Try to use gold linker instead of default ld.

Best regards,
Alexey Bataev

It isn’t much exciting.
$ time clang++ -fuse-ld=gold -g -fopenmp -fopenmp-targets=nvptx64 test.cpp
^[[O^[[Iptxas /tmp/test-e95684.s, line 2715; warning : Instruction ‘vote’ without ‘.sync’ is deprecated since PTX ISA version 6.0 and will be discontinued in a future PTX ISA version

real 0m19.138s
user 0m18.377s
sys 0m0.375s
[kitayama1@juron1-adm pcp0151]$ time clang++ -fuse-ld=ld -g -fopenmp -fopenmp-targets=nvptx64 test.cpp
^[[O^[[I^[[Optxas /tmp/test-498b51.s, line 2715; warning : Instruction ‘vote’ without ‘.sync’ is deprecated since PTX ISA version 6.0 and will be discontinued in a future PTX ISA version

real 0m19.373s
user 0m18.677s
sys 0m0.477s

Using a trunk Clang which was built with -DCMAKE_BUILD_TYPE=Release and omitting
this variable entirely; -DLIBOMPTARGET_ENABLE_DEBUG=True, a build of my app goes back to only taking a minute or two.

Experts, should I start a git bisect on the trunk tree of llvm-project during the holidays?

On x86 I see the same significant slowdown when building an app with Debug Clang.

Does make check-openmp exercise any part of the offloading features?

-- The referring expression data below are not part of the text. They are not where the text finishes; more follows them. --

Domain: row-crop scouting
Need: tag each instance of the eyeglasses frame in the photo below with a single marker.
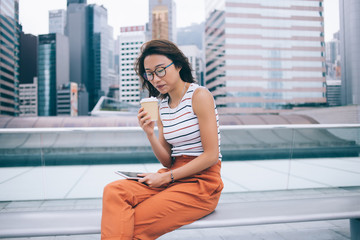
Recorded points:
(154, 72)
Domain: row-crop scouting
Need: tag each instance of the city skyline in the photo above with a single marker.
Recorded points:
(38, 24)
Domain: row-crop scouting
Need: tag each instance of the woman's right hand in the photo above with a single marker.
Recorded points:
(145, 121)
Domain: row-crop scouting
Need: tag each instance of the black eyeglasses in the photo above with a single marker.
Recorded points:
(160, 72)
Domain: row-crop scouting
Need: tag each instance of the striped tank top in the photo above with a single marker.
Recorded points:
(181, 126)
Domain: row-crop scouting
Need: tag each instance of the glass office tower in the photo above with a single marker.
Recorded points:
(53, 70)
(350, 51)
(265, 56)
(162, 19)
(99, 39)
(9, 57)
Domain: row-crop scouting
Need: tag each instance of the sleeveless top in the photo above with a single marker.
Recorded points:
(181, 126)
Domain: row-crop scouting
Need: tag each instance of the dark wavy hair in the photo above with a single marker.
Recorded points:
(172, 52)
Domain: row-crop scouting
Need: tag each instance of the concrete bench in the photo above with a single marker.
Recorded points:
(228, 214)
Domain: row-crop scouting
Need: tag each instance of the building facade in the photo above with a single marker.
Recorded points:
(265, 56)
(28, 95)
(28, 57)
(350, 51)
(76, 30)
(9, 57)
(67, 100)
(57, 21)
(162, 19)
(53, 71)
(130, 41)
(90, 51)
(99, 40)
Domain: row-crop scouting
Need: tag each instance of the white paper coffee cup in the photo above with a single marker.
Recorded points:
(150, 105)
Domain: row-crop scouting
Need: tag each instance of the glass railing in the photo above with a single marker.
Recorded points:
(63, 163)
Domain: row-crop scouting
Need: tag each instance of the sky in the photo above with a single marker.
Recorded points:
(35, 19)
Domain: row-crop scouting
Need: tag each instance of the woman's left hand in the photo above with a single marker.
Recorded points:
(155, 179)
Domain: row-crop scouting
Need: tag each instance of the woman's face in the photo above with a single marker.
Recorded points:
(166, 83)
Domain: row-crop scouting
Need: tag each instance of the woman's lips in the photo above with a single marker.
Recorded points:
(160, 87)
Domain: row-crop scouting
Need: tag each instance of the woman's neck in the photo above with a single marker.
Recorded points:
(176, 96)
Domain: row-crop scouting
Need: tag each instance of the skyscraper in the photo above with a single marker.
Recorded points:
(265, 56)
(77, 31)
(57, 21)
(9, 57)
(90, 39)
(99, 40)
(350, 51)
(130, 40)
(28, 58)
(53, 70)
(162, 19)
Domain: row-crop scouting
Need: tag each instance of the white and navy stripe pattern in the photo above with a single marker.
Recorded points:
(181, 126)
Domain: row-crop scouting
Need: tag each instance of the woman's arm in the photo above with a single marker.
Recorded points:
(203, 106)
(160, 147)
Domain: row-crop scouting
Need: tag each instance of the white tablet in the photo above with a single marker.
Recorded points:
(129, 175)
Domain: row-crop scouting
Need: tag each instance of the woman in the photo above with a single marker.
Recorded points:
(188, 146)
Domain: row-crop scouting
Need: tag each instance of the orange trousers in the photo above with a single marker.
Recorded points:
(132, 210)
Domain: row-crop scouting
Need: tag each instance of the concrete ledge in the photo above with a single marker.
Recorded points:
(72, 222)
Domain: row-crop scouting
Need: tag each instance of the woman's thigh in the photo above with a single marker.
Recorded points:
(170, 209)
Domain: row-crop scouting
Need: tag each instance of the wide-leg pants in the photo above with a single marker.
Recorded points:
(132, 210)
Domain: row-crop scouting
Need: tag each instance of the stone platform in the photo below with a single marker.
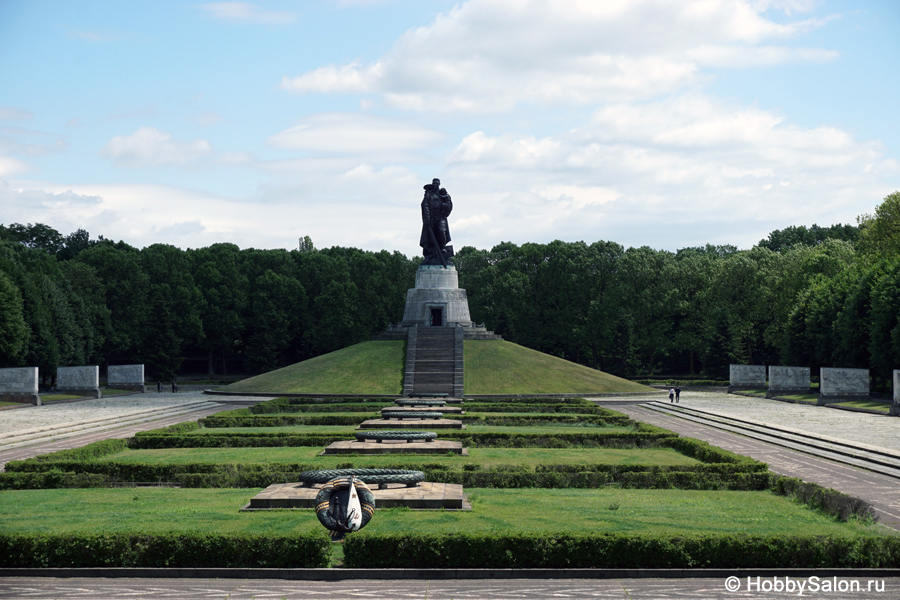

Check-libomptarget and check-libomptarget-nvptx do.

Best regards,
Alexey Bataev

I’ve collected Clang build performance data with the -ftime-trace like below

clang++ -ftime-trace -g -fopenmp -fopenmp-targets=nvptx64 mini.cpp

. I’m uploading corresponding .json files for your review as to why the latest Clang is slow.

mini-b098da.json (2.22 KB)

mini-30d1d8.json (12.2 KB)

a-2c5875.json (1.89 KB)

mini-0f6a0b.json (4.22 KB)

Hi all,
From discussions I had in the llvm-dev mailing list, I realized thjat I really should not have used a Debug Clang at all for my
app build. Although at this moment, trunk is broken for my application of interest, I can go back to mid October of trunk and
I can build my app with the Clang which is a Release build, but also configured to print informative messages from libomptarget.

Alexey, I was saying that Initializing offloading rum time at runtime was failing with NEST.